Samsung shipped devices with flawed encryption
In a paper set to be presented at the Real World Crypto and USENIX Security summit, researchers showed that Samsung failed to properly implement a part of its Keymaster Hardware Abstraction Layer in the Android Keystore, impacting Galaxy phones from the S8 through S21 models. This allowed researchers to reverse engineer the Keymaster app and conduct an Initialization Vector reuse attack to obtain encryption keys. Essentially the phones should use a different initialization vector each time in an encryption operation to produce different results from the same plain text, but Samsung’s implementation didn’t in all instances. The researchers alerted Samsung in May 2021, with Samsung releasing a patch for the flaw.
New York state gets cybersecurity center
New York state governor Kathy Hochul announced the Joint Security Operations Centers, in coordination with the mayors of New York City, Albany, Buffalo, Rochester, Syracuse, and Yonkers. The center will be located in Brooklyn and provide a central location for state officials to receive and analyze threat telemetry during a crisis. The center will be staffed with state and federal law enforcement, as well as local and county governments. This is the first such statewide cybersecurity coordination center in the US.
(ZDNet)
Microsoft Defender adds support for GCP
After adding support for Amazon Web Service late last year, Microsoft Defender for Cloud now supports Google Cloud, letting Microsoft use APIs for either competitor’s cloud service to provide further cybersecurity solutions. In a recent survey, Microsoft found 83% of business leaders listed “managing multicloud complexity” as their biggest pain point in 2022, with Microsoft Defender for Cloud pitched as the mythical single pane of glass solution. This comes as Microsoft’s overall security business continues to grow into a major unit within the company, growing revenue 45% on the year in 2021 to over $15 billion.
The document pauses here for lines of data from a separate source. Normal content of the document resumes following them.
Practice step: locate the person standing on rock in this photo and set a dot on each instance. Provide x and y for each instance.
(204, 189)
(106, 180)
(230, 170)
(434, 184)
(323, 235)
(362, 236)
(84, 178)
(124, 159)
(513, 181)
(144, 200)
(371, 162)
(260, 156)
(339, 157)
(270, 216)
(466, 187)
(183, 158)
European Commission publishes the Data Act
The European Commission released a draft of the Data Act, which sets out rules on how companies can access non-personal data. The proposed legislation would require cloud service providers to make migrating data to other services easier, prohibit contracts that inhibit sharing data with smaller companies, and allow users access to data generated from connected devices. This will have to go to EU member states and the European Parliament for approval before becoming law, a process that may take years.
Thanks to our episode sponsor, Tines
Asustor NAS devices hit with ransomware
Owners of Asustor Network Attached Storage devices report that an active Deadbolt ransomware campaign is impacting devices, encrypting media and other stored content. Asustor said its investigating the attacks and disabled the myasustor.com Dynamic Domain Name Service as a precaution. Asustor recommends keeping any of its NAS products off the internet. The threat actors claim a zero-day vulnerability is being used in the campaign, which it will detail for 7.5 Bitcoins. For 50 Bitcoins, it will part with its master decryption key. Deadbolt ransomware previously targeted QNAP NAS devices with a similar campaign last month.
AirTag protections bypassed
Privacy and stalking concerns with AirTags have been present since the product launched last year. Security researchers have demonstrated ways to modify firmware or use the devices to transmit data over Apple’s Find My network in the past. To mitigate these concerns, Apple introduced a notification if a device notices the same AirTag in your vicinity that’s not yours. Security researcher Fabian Bräunlein created “bogus message” generators that would send device IDs from 2000 simulated AirTags every 30 seconds at random, which changed IDs every 15 minutes. Because Bräunlein knew all the generated ID numbers, he could track a volunteer for days, without them ever receiving notifications about a suspicious AirTag following them. The researcher recommended the Android app AirGuard to scan for potential tracking devices on the FInd My network.
UK firms most likely to pay ransoms
A new study from the security company Proofpoint found that on average 58% of firms that were victims of ransomware attacks paid ransoms to regain access to data. The UK led all countries in the study, with 82% of firms paying ransoms. Despite most firms paying ransoms, Proofpoint found that only half regained access to data after a first payment, with threat actors usually asking for more money. Despite this, only 4% of firms that paid were unable to retrieve data. The study also found that phishing attacks remain the most common way for attackers to gain access to a network.
(BBC)
Zombie malware surprisingly common
According to Bitdefender’s monthly Threat Debrief, WannaCry malware and the ransomware-as-a-service GandCrab were the most commonly detected malware in January 2022, making up 56% of all detections. This is surprising considering WannaCry first surfaced in 2017 and the organization behind GandCrab publicly spun down operations in 2019. Bitdefender said some of these could be false positives from malware collectors or testing systems, abandonware malware websites that still automatically spread the samples, or that similar code from both malware samples are being reused by other actors. For example, the operators of GandCrab resurfaced with REvil months after it supposedly shut down.